Tuesday, December 21, 2010

Magical Scented Candles - Who Are They?

I love them.  You love them.  We ALL love them - scented candles.  Who couldn't?  It will make the difference between a dull co-ed hanging out night to a saucy romantic evening.  But why stop there?  I mean, candles do definitely set the mood, but it appears that we only have certain "candle" occasions, such as the holidays, to freshen up the water closet, romantic dates and so on.  Here are some real, unique different candle scents available on the market.  And with these new scents come brand new ways to use them.

THE BACON CANDLE - Great for man parties.  There's simply no way anything could not get better by adding a little bacon to it.  Tacos, burgers, cakes, you name it!  Let's now add parties to the list, thank heavens.  We men know that we have just been WAITING for this candle to roll around.  There's nothing better than sport's chat with the light scent of meat dancing around the room.  Mm-mm!

THE CAMPFIRE CANDLE - For those who love the camping experience but not so much the outdoors aspect of it, this is a great way to enjoy those brisk fall nights with nature with the convenience of a TV but a few feet away!  It's easy: set up an artificial flame somewhere, put up some blankets and stick this candle in the corner of the room.  Off you go!  You're a regular Eagle Scout!

THE PIZZA CANDLE - You know those weekends.  You're playing video games while all of your friends and room mates are out with their girlfriends or wives or whatever.  You're alone.  You get the picture.  You wish that those cardboard cutouts would play Halo with you, but let's be serious - they don't really do a whole lot helping pretend you're hosting a party.  It's you and you alone.  Light up a Pizza Candle, and boy does it seem like a party every night!  Whether you are by yourself or if you're just too cheap to buy real pizza, you'll be the life of the party!  Give it a try!
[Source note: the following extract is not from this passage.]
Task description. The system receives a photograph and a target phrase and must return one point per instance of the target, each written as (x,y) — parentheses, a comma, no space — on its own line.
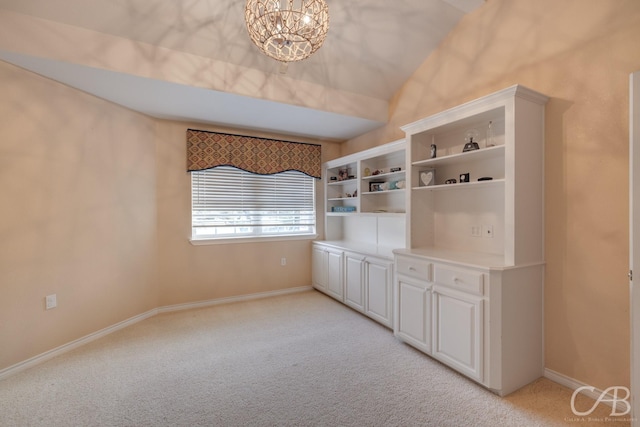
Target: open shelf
(470,156)
(461,186)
THE SAWDUST CANDLE - Oh no!  You're manly neighbor Steve is coming over to the house to borrow a hammer!  He is going to be upset to see your garage in pristine, untouched condition.  No projects have been done by you lately!  Quick!  Run and grab the sawdust candle and throw some nails, hammers and oil on the garage floor!  Instant manhood is the name of this candle.

THE NEW CAR CANDLE - Have a blind friend?  Want to play a funny trick on him?  Invite him over to the house and sit him down and pretend you're driving in a new luxury car!  It will sure smell like it.  He will definitely be impressed!  At least until he finds out that you played a dirty trick on him, then he'll probably never come visit you again.

Dear readers, these are all indeed real candles.  Google them if you like, purchase them.  Find even stranger flavors and use them for even more novel situations!  Be sure to report to me and let me know how it goes!


  1. Mr. mackey, i get the feeling that you have used the pizza candle before, probably recently!

  2. You are correct, good sir.

    You're free to join the party whenever you like.